Neurologic. Mild neurologic complaints such as memory impairment, slow reaction time, lack of spontaneity, and lost creativity have been ascribed to lithium and may lead to noncompliance. Under such circumstances, other diagnostic considerations include breakthrough depression, hypothyroidism, other illness, hypercalcemia, other medications, and absence of hypomania.

Like valproate, lithium can cause a benign postural tremor that is usually tolerable and often transient. Should the tremor be problematic, treatment considerations include dosage reduction, switching to a slow-release preparation, reducing caffeine intake, avoiding other tremor-causing drugs such as theophylline or stimulants, and treating associated anxiety. If an anti-tremor drug is needed, a beta-blocker such as propranolol is used most commonly; other options to consider are primidone and gabapentin. Don’t forget that a worsening tremor may indicate impending toxicity.

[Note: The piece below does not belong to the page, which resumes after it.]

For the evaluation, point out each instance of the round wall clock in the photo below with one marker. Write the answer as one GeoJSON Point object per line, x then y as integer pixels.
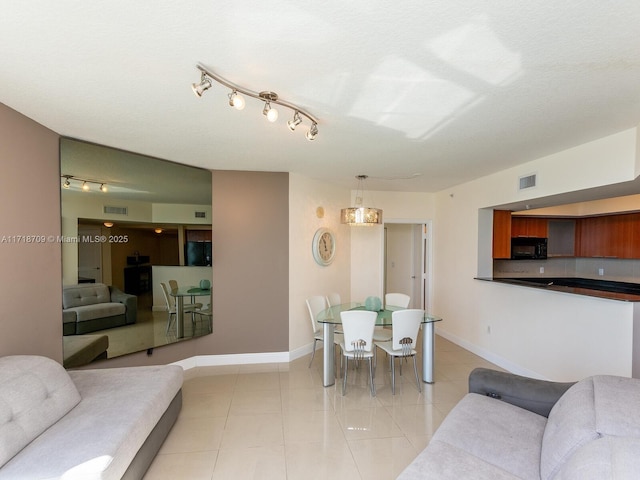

Very rarely, lithium has been associated with pseudotumor cerebri (benign intracranial hypertension), peripheral neuropathy, and a myasthenia gravis-like syndrome.

Cardiovascular. Like many drugs, lithium can cause benign ST-T wave changes on ECG.

More serious, but fortunately quite uncommon, is lithium-induced sinus node dysfunction manifesting as a variety of bradyarrhythmias and, at times, syncopal episodes. Since normal aging is associated with a gradual loss of sinus node pacemaker cells, the elderly may be especially sensitive to this problem. Unless a pacemaker is implanted, sinus node dysfunction usually requires lithium discontinuation.

Endocrine. The association between lithium and goiter and hypothyroidism is well-recognized, with elevated risk in women and in patients with pre-existing thyroid disease. Both clinical and symptomatic subclinical hypothyroidism will improve with supplemental thyroid hormone. Less well appreciated are reports of hyperthyroidism occurring during lithium therapy or shortly after its discontinuation. Because subclinical hyperthyroidism may not be benign, careful attention must be paid to maintaining thyroid function well within the normal range.

Reports continue to accrue of lithium-related hypercalcemia and increased parathyroid hormone levels, with an occasional patient developing parathyroid hyperplasia or adenoma requiring surgical intervention.12 No specific guidelines have been established for monitoring serum calcium, but some authors have recommended periodic testing.

Weight. At least one-third of patients on lithium gain weight for a variety of reasons, such as altered lipid and carbohydrate metabolism, use of high-calorie fluids to combat polydipsia and polyuria, hypothyroidism, and the use of other drugs associated with weight gain. If weight gain occurs, recognize it early (weigh your patients) and institute appropriate dietary and exercise measures.

Hematologic. A mild, benign leukocytosis is seen sometimes during treatment with lithium. This effect has been harnessed to treat some neutropenic conditions. Lithium does not increase the risk of blood dyscrasias.

Dermatologic. Acne, psoriasis, and follicular keratosis may first appear or worsen during lithium therapy. Occasionally, otherwise successful lithium therapy has been rendered impossible by a dramatic dermatologic flare-up. Hair loss has also been associated with lithium use for unclear reasons, although hypothyroidism is occasionally a factor.

Renal. Impaired urinary concentrating ability and polyuria are common adverse effects. Both may be reversed with timely treatment discontinuation, but they may persist even after discontinuation in patients on long-term lithium treatment.12

Polyuria is largely nephrogenic in origin and, at times, can be voluminous, cause great inconvenience, and pose a risk of dehydration and lithium intoxication. Patients sometimes believe that thirst drives the polyuria and attempt to deal with it by restricting fluid intake, which can be quite dangerous. More appropriate interventions include dosage reduction (if possible) and the use of a thiazide and/or potassium-sparing diuretic. If diuretics are used, serum lithium concentrations may rise. Debate remains as to whether slow-or controlled-release preparations or single daily dosing are “kinder to the kidney.”

 

 

Box 4

FACTS ABOUT PRESCRIBING LITHIUM

  • Lithium is most effective in patients with euphoric mania, full remission between episodes, and normal interepisode functioning.
  • Lithium is the only mood stabilizer that has been shown to reduce the risk of suicide during long-term treatment.
  • Renal impairment, drug interactions, and unstable fluid-electrolyte balance increase the risk of lithium toxicity.
  • Lithium does not adversely affect the liver or pancreas and may be the preferred mood stabilizer if these organs are diseased.
  • Lithium has teratogenic potential but less than that of carbamazepine or valproate.
  • Because lithium can disrupt thyroid function, baseline and ongoing thyroid function tests are recommended.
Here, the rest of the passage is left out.